Any business that considers web traffic to be an important aspect of its acquisition strategy needs to follow SEO best practices. Like it or not, search engines (and one in particular) are the gatekeepers in the digital world and it pays to play by their rules. As such, we thought it might be helpful to put together a quick overview / list of the most important page elements when it comes to SEO.
A meta description is an HTML attribute that gives a brief overview or description describing the purpose or intent of a specific web page. While not directly viewable (or readable) by site visitors, it is one of the top signals to search engines in terms of the site’s intent. Search engines will often extract and display the meta description in search results, which has been proven to have a meaningful impact on click through rates.
As its name suggests, a title tag is a simple HTML element (also hidden from page visitors) that denotes the title of a web page. The title tag is extracted by search engines and included in SERPs. It’s also prominently displayed in preview cards on social networks. Moz recommends that a title tag not exceed 60 characters.

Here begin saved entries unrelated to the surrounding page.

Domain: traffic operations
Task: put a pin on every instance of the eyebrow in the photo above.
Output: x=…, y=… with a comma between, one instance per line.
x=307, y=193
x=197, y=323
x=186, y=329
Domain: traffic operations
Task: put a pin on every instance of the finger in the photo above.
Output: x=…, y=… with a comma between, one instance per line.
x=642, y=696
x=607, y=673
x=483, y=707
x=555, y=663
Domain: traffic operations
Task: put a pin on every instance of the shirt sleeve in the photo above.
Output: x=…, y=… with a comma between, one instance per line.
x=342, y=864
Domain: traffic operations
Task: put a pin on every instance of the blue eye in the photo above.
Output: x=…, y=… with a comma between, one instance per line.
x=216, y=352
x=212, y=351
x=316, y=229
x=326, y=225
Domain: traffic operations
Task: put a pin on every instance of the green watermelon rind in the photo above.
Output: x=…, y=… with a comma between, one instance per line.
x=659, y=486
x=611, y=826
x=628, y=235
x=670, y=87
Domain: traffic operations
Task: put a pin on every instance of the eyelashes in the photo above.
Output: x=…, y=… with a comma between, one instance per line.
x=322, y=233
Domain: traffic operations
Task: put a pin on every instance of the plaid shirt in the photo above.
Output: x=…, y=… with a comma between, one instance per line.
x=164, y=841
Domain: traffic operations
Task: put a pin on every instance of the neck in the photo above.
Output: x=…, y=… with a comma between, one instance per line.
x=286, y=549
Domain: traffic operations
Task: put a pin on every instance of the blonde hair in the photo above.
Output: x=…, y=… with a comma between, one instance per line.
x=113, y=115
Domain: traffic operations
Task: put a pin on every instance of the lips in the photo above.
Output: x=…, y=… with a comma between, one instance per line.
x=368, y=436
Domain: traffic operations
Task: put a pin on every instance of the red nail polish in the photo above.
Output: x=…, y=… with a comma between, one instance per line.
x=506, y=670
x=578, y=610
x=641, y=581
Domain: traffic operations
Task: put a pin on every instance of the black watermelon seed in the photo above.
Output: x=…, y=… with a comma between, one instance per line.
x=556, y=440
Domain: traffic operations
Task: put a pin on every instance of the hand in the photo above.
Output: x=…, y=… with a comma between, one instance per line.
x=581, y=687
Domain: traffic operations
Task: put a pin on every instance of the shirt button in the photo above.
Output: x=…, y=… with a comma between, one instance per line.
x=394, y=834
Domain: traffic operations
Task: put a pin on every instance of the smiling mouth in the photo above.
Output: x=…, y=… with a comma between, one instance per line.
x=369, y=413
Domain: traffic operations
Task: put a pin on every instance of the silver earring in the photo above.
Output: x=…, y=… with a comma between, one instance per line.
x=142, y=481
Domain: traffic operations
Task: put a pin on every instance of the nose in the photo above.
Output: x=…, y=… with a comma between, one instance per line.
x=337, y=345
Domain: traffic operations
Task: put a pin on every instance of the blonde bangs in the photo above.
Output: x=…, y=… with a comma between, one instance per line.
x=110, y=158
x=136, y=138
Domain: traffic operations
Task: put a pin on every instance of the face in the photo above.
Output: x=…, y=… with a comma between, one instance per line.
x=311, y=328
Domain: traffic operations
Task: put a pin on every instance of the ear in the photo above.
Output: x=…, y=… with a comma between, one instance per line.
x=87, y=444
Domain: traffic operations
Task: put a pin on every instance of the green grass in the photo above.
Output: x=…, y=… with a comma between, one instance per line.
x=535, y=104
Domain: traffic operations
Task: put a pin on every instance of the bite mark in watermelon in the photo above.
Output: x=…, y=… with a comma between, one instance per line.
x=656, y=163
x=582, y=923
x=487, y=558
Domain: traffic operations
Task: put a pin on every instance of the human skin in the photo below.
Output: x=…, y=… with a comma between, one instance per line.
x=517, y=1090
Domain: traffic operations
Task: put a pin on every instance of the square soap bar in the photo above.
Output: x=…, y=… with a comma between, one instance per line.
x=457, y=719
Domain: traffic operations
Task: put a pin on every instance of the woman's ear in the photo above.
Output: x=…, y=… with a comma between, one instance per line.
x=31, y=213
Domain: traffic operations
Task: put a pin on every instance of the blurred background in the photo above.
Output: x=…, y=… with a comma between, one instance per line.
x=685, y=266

Header tags are used to define sections on a page and should help describe to the visitor (human or bot) what the proceeding section will be about. Unlike the prior elements, there can be multiple header tags on a single web page. There’s no firm rule but it’s widely believed that as it pertains to SEO, H1 and H2 tags are among the most important signals (and become less important as you move down the list – i.e. H3, H4, etc.).
Canonical tags serve as a means of telling a search engine which page (web url) is the ‘master’ copy of a page. Why does this matter? Well, search engines look for and document instances in which it finds ‘duplicate content’ and intentional or not, it considers this to be cheating (“online plagiarism?) and an attempt to game rankings. If / when duplicate content is discovered, it will downgrade a page’s ranking. But what about instances where it makes perfect sense for multiple pages to have a lot of the same and nearly identical copy (i.e. consider an e-commerce platform that sells t-shirts that has distinct pages for each color shirt)? This is where canonical tags come in. They allow you to let the search engine know that you’re not misbehaving and tells it explicitly which url is the ‘master’.
Robot meta tags are similar to canonical tags in the sense that they provide instructions or guidance to search engines. Most commonly, they tell search engines whether or not you want the page to be included in its index and/or if you want them to ‘follow’ any of the links you include on a specific page.
Why would you not want google to include your page in its index? Well, there are several but the most common one is if / when a page is still in development or undergoing major changes and you don’t want it to get crawled and mess up any existing rankings. Be careful with no index parameters because if you publish a page that was in draft mode and forget to remove that tag, you’ll find that you quickly lose ALL rankings!